# Salty in Florida



## SaltyMcGee (Dec 15, 2006)

Hi there South Floridians... 

I am here in the Boynton Beach area for the rest of the week. Carlos (Blueface) and I were planning on herfing on Friday, and I wanted to open it up to the other south Florida gorillas. I am free all day on Friday, and have a car. I don't know the area, so suggestions on meeting places are welcome. 

Let me know if anyone is interested, and merry Christmas all!!


----------



## snkbyt (Jun 22, 2006)

trishield should be @ Ron's B&M on Saturday next..............I can make it on a Saturday 4 sure


----------



## SaltyMcGee (Dec 15, 2006)

snkbyt said:


> trishield should be @ Ron's B&M on Saturday next..............I can make it on a Saturday 4 sure


Unfortunately i am leaving on saturday. Friday is really the day that works best for me.


----------



## SaltyMcGee (Dec 15, 2006)

Any other locals interested on getting together on friday evening?


----------



## ATLHARP (May 3, 2005)

SaltyMcGee said:


> Any other locals interested on getting together on friday evening?


Damn,

Hey guys I know there are some of you that aren't doing a thing on Friday. Come on, the dude is in Boynton, how far away is that from any of you?

ATL


----------



## snkbyt (Jun 22, 2006)

ATLHARP said:


> Damn,
> 
> Hey guys I know there are some of you that aren't doing a thing on Friday.

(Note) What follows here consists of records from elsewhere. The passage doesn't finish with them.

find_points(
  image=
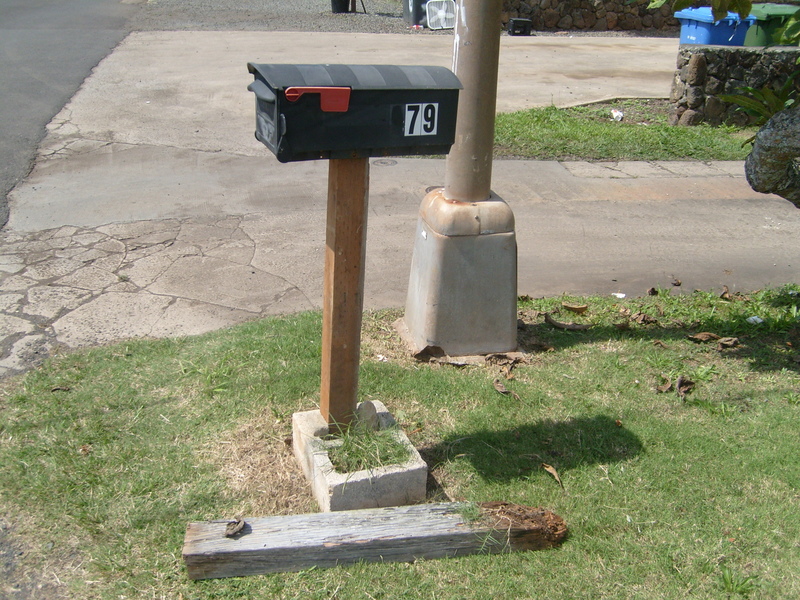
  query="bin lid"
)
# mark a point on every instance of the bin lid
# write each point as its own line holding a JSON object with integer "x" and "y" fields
{"x": 357, "y": 77}
{"x": 705, "y": 15}
{"x": 765, "y": 12}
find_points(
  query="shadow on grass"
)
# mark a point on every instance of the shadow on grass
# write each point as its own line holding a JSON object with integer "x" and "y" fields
{"x": 518, "y": 452}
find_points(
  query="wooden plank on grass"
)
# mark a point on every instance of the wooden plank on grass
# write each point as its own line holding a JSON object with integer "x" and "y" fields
{"x": 397, "y": 534}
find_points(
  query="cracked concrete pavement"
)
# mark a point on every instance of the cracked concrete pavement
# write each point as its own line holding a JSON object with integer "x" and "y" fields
{"x": 152, "y": 211}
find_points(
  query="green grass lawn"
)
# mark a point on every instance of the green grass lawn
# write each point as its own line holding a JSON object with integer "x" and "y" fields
{"x": 590, "y": 133}
{"x": 107, "y": 454}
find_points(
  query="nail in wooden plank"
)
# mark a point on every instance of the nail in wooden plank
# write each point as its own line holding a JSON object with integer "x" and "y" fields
{"x": 397, "y": 534}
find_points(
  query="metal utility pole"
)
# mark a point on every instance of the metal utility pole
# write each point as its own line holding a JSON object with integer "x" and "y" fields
{"x": 476, "y": 53}
{"x": 462, "y": 294}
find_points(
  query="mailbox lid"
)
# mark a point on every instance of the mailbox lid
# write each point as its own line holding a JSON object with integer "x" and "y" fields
{"x": 356, "y": 77}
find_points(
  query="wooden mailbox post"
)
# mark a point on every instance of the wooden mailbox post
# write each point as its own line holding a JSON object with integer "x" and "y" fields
{"x": 343, "y": 287}
{"x": 347, "y": 113}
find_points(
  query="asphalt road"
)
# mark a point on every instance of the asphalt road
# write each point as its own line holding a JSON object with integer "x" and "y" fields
{"x": 47, "y": 49}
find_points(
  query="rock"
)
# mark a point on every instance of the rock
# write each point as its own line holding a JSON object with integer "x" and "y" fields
{"x": 690, "y": 118}
{"x": 696, "y": 70}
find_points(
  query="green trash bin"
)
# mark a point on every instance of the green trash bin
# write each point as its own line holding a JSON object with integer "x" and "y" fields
{"x": 769, "y": 18}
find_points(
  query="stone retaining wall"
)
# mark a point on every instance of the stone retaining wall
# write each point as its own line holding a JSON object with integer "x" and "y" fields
{"x": 705, "y": 72}
{"x": 591, "y": 15}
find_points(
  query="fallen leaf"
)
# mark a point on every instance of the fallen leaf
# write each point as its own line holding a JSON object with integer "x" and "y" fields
{"x": 683, "y": 385}
{"x": 643, "y": 319}
{"x": 576, "y": 308}
{"x": 436, "y": 355}
{"x": 724, "y": 343}
{"x": 703, "y": 336}
{"x": 428, "y": 353}
{"x": 552, "y": 470}
{"x": 498, "y": 385}
{"x": 566, "y": 326}
{"x": 505, "y": 358}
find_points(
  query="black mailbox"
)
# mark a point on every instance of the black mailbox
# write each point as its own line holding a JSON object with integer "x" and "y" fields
{"x": 307, "y": 112}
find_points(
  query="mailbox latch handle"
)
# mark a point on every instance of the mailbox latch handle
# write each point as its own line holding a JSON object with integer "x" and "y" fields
{"x": 331, "y": 99}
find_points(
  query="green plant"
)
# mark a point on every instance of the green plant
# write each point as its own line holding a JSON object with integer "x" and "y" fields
{"x": 362, "y": 447}
{"x": 762, "y": 104}
{"x": 733, "y": 583}
{"x": 789, "y": 34}
{"x": 589, "y": 133}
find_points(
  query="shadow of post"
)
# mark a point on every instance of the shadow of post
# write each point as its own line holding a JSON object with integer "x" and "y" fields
{"x": 518, "y": 452}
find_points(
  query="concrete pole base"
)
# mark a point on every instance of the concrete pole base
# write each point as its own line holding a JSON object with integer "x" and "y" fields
{"x": 462, "y": 293}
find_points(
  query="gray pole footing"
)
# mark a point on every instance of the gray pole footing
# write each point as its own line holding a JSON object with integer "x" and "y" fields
{"x": 462, "y": 293}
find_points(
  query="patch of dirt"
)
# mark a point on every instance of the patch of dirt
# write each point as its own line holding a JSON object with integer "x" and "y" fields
{"x": 259, "y": 466}
{"x": 640, "y": 111}
{"x": 528, "y": 528}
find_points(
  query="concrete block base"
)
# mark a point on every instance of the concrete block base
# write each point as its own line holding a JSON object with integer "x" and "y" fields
{"x": 391, "y": 485}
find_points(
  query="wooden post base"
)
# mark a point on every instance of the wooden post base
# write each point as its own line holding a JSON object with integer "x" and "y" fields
{"x": 398, "y": 534}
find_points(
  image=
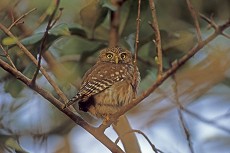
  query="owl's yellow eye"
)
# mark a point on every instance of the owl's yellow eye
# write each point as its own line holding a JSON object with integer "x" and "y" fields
{"x": 123, "y": 55}
{"x": 109, "y": 55}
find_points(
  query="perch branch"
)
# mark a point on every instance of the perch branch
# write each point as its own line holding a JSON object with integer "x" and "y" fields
{"x": 176, "y": 65}
{"x": 155, "y": 27}
{"x": 144, "y": 135}
{"x": 99, "y": 136}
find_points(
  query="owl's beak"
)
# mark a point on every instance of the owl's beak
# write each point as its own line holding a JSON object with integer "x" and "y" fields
{"x": 116, "y": 59}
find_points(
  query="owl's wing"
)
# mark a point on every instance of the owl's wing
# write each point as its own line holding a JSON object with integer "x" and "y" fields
{"x": 97, "y": 79}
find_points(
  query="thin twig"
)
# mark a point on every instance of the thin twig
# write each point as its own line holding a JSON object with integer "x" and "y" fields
{"x": 193, "y": 13}
{"x": 209, "y": 20}
{"x": 135, "y": 78}
{"x": 166, "y": 75}
{"x": 155, "y": 26}
{"x": 114, "y": 23}
{"x": 144, "y": 135}
{"x": 186, "y": 130}
{"x": 58, "y": 104}
{"x": 43, "y": 41}
{"x": 8, "y": 57}
{"x": 33, "y": 59}
{"x": 21, "y": 17}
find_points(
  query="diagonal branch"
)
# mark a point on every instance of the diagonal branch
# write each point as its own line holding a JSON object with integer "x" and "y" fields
{"x": 58, "y": 104}
{"x": 8, "y": 57}
{"x": 33, "y": 59}
{"x": 21, "y": 17}
{"x": 176, "y": 65}
{"x": 144, "y": 135}
{"x": 155, "y": 27}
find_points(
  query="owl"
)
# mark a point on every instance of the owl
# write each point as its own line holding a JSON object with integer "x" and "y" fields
{"x": 109, "y": 84}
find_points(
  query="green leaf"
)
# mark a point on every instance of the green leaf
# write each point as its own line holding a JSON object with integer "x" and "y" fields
{"x": 93, "y": 14}
{"x": 109, "y": 5}
{"x": 75, "y": 45}
{"x": 29, "y": 70}
{"x": 77, "y": 29}
{"x": 61, "y": 29}
{"x": 32, "y": 39}
{"x": 9, "y": 41}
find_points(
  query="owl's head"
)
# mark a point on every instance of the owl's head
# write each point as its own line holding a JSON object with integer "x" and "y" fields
{"x": 115, "y": 55}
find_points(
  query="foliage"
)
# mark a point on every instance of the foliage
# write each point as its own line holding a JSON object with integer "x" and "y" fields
{"x": 72, "y": 46}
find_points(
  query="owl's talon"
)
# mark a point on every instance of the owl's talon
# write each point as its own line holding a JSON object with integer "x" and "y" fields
{"x": 106, "y": 119}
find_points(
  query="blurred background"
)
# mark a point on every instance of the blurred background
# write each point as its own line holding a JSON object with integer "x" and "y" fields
{"x": 196, "y": 98}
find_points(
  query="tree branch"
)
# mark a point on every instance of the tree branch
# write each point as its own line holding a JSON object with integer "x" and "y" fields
{"x": 176, "y": 65}
{"x": 157, "y": 40}
{"x": 145, "y": 136}
{"x": 33, "y": 59}
{"x": 99, "y": 136}
{"x": 193, "y": 13}
{"x": 43, "y": 41}
{"x": 21, "y": 17}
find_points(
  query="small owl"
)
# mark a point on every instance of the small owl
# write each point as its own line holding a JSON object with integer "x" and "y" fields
{"x": 109, "y": 84}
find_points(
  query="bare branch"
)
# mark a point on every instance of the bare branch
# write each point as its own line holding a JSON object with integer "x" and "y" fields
{"x": 145, "y": 136}
{"x": 43, "y": 41}
{"x": 114, "y": 23}
{"x": 155, "y": 27}
{"x": 182, "y": 120}
{"x": 135, "y": 78}
{"x": 176, "y": 65}
{"x": 21, "y": 17}
{"x": 32, "y": 58}
{"x": 193, "y": 13}
{"x": 99, "y": 136}
{"x": 8, "y": 57}
{"x": 209, "y": 20}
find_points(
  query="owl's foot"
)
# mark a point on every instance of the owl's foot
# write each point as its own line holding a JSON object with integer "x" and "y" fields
{"x": 106, "y": 119}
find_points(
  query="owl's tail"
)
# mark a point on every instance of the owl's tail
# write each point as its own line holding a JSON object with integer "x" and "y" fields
{"x": 72, "y": 101}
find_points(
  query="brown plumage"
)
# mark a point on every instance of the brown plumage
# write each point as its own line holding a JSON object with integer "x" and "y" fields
{"x": 109, "y": 84}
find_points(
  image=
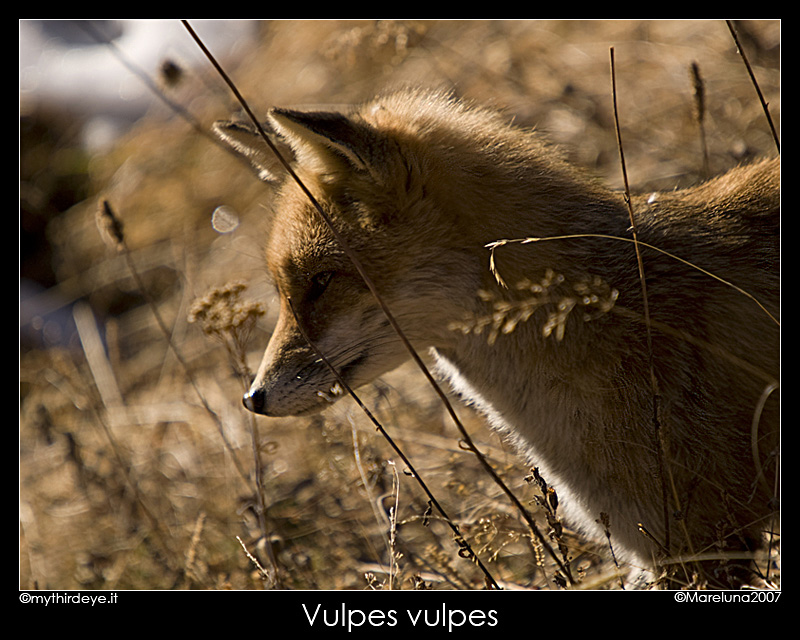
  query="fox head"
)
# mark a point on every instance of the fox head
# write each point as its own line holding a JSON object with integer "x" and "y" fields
{"x": 371, "y": 173}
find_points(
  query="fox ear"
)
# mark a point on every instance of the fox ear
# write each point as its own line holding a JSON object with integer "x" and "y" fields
{"x": 246, "y": 141}
{"x": 326, "y": 142}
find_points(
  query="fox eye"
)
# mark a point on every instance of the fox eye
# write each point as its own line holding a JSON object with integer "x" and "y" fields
{"x": 319, "y": 282}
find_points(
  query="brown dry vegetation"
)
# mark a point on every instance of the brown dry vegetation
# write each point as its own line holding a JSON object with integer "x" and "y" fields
{"x": 133, "y": 478}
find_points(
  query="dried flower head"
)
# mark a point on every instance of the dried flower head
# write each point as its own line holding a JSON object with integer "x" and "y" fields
{"x": 222, "y": 314}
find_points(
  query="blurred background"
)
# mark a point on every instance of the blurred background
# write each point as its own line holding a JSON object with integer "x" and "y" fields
{"x": 139, "y": 468}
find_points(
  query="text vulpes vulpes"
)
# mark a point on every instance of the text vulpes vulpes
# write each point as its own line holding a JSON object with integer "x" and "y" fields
{"x": 675, "y": 433}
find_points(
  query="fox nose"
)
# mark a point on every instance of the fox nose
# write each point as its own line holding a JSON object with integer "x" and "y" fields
{"x": 255, "y": 399}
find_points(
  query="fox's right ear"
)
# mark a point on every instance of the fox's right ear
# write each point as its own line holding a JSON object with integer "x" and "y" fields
{"x": 246, "y": 141}
{"x": 325, "y": 142}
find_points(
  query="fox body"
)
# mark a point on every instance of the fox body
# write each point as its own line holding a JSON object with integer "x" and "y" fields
{"x": 671, "y": 424}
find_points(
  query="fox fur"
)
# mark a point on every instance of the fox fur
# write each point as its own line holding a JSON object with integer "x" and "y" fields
{"x": 676, "y": 433}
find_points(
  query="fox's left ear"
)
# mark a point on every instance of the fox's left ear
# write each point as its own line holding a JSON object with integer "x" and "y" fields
{"x": 325, "y": 142}
{"x": 245, "y": 140}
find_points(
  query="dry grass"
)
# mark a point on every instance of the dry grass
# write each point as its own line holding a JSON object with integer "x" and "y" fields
{"x": 138, "y": 465}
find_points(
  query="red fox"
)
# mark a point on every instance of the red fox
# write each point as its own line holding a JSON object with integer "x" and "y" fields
{"x": 667, "y": 421}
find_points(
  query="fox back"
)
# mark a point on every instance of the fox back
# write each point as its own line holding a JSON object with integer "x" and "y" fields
{"x": 664, "y": 416}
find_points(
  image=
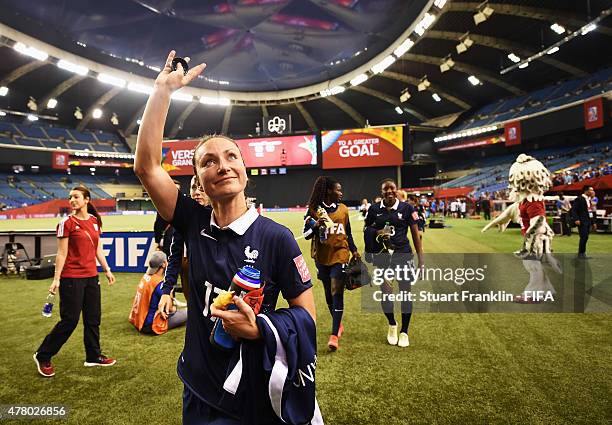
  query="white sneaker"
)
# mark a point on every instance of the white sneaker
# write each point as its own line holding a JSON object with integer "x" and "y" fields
{"x": 392, "y": 335}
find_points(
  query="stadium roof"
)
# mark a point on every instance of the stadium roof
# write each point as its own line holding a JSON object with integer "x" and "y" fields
{"x": 297, "y": 57}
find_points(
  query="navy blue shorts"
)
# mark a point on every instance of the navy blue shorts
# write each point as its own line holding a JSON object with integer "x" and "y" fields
{"x": 326, "y": 273}
{"x": 198, "y": 412}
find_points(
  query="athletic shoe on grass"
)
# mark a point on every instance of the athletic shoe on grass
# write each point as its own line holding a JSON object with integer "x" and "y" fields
{"x": 340, "y": 331}
{"x": 332, "y": 344}
{"x": 44, "y": 368}
{"x": 102, "y": 360}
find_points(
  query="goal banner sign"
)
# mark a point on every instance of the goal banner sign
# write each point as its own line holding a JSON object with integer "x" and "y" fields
{"x": 364, "y": 147}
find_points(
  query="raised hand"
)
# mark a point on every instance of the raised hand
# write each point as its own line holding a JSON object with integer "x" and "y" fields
{"x": 173, "y": 80}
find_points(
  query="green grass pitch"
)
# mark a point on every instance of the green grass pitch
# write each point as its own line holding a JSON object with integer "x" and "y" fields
{"x": 459, "y": 368}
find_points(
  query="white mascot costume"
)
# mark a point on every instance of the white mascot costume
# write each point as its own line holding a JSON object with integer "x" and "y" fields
{"x": 528, "y": 181}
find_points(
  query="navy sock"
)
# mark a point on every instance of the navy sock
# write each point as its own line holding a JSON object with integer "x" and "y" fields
{"x": 328, "y": 296}
{"x": 337, "y": 311}
{"x": 391, "y": 319}
{"x": 405, "y": 322}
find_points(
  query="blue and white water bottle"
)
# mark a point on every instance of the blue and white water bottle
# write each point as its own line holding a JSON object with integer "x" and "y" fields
{"x": 245, "y": 280}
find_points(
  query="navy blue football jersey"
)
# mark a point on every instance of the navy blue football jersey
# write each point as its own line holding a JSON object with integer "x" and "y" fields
{"x": 400, "y": 217}
{"x": 215, "y": 255}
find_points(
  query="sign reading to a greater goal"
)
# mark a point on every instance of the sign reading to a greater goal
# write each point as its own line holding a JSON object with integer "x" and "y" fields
{"x": 364, "y": 147}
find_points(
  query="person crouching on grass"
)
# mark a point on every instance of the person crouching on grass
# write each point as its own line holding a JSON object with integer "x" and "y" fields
{"x": 76, "y": 277}
{"x": 390, "y": 221}
{"x": 330, "y": 247}
{"x": 234, "y": 386}
{"x": 144, "y": 315}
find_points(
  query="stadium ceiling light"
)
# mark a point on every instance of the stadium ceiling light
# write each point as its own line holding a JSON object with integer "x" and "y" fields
{"x": 553, "y": 50}
{"x": 359, "y": 79}
{"x": 383, "y": 64}
{"x": 588, "y": 28}
{"x": 514, "y": 58}
{"x": 425, "y": 23}
{"x": 140, "y": 88}
{"x": 72, "y": 67}
{"x": 585, "y": 29}
{"x": 484, "y": 13}
{"x": 557, "y": 28}
{"x": 403, "y": 48}
{"x": 423, "y": 84}
{"x": 465, "y": 42}
{"x": 439, "y": 3}
{"x": 30, "y": 51}
{"x": 470, "y": 132}
{"x": 32, "y": 105}
{"x": 185, "y": 97}
{"x": 447, "y": 64}
{"x": 474, "y": 80}
{"x": 222, "y": 101}
{"x": 112, "y": 80}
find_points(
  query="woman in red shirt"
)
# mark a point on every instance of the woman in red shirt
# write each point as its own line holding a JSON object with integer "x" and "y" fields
{"x": 76, "y": 276}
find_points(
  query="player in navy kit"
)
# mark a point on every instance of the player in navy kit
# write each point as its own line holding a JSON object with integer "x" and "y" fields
{"x": 220, "y": 239}
{"x": 332, "y": 248}
{"x": 398, "y": 217}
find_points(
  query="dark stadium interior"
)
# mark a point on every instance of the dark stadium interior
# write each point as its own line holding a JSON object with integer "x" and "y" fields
{"x": 492, "y": 118}
{"x": 287, "y": 46}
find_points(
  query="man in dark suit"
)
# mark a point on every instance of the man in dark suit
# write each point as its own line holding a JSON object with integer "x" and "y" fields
{"x": 582, "y": 217}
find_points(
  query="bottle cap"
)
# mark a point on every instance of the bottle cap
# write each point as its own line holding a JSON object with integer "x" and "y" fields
{"x": 248, "y": 278}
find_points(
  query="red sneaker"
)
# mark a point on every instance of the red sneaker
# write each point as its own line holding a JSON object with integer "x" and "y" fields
{"x": 340, "y": 330}
{"x": 332, "y": 344}
{"x": 44, "y": 368}
{"x": 102, "y": 360}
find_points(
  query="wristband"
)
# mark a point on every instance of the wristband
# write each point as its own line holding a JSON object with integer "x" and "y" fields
{"x": 183, "y": 63}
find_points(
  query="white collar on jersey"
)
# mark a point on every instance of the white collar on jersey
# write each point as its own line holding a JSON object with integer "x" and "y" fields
{"x": 241, "y": 224}
{"x": 394, "y": 207}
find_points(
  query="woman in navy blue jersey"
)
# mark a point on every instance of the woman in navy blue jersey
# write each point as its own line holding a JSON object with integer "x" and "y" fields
{"x": 388, "y": 222}
{"x": 331, "y": 247}
{"x": 221, "y": 239}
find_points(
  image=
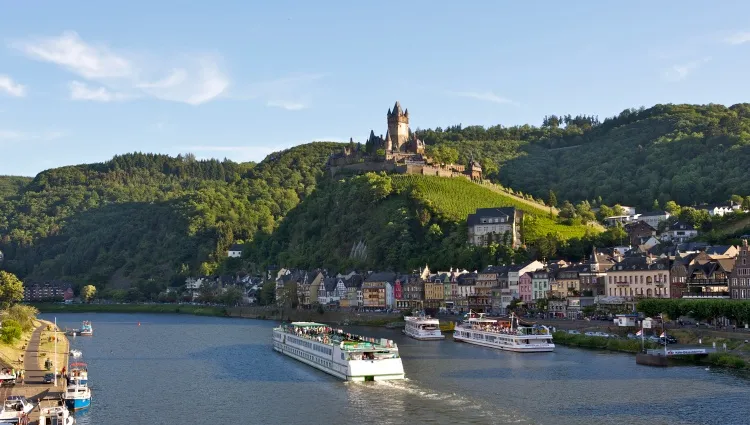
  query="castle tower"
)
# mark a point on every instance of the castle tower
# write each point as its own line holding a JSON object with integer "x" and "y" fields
{"x": 398, "y": 126}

Come on, the dude is in Boynton, how far away is that from any of you?
> 
> ATL


2 hours 10 minutes 138 miles


----------



## JPH (Jun 30, 2006)

Have a great herf Jarod.

I hope a few gorillas make it.

Gimmie a ring when you get in on Sat.

PEACE


----------



## SaltyMcGee (Dec 15, 2006)

JPH said:


> Have a great herf Jarod.
> 
> I hope a few gorillas make it.
> 
> ...


Thanks Jeremy....

Not looking like a popular affair so far!

I'm getting in late oj Saturday, so I'll probably call ya on Sunday.


----------



## snkbyt (Jun 22, 2006)

SaltyMcGee said:


> Any other locals interested on getting together on friday evening?


would you be willing to travel North up 95?...................maybe we could meet in Vero Beach


----------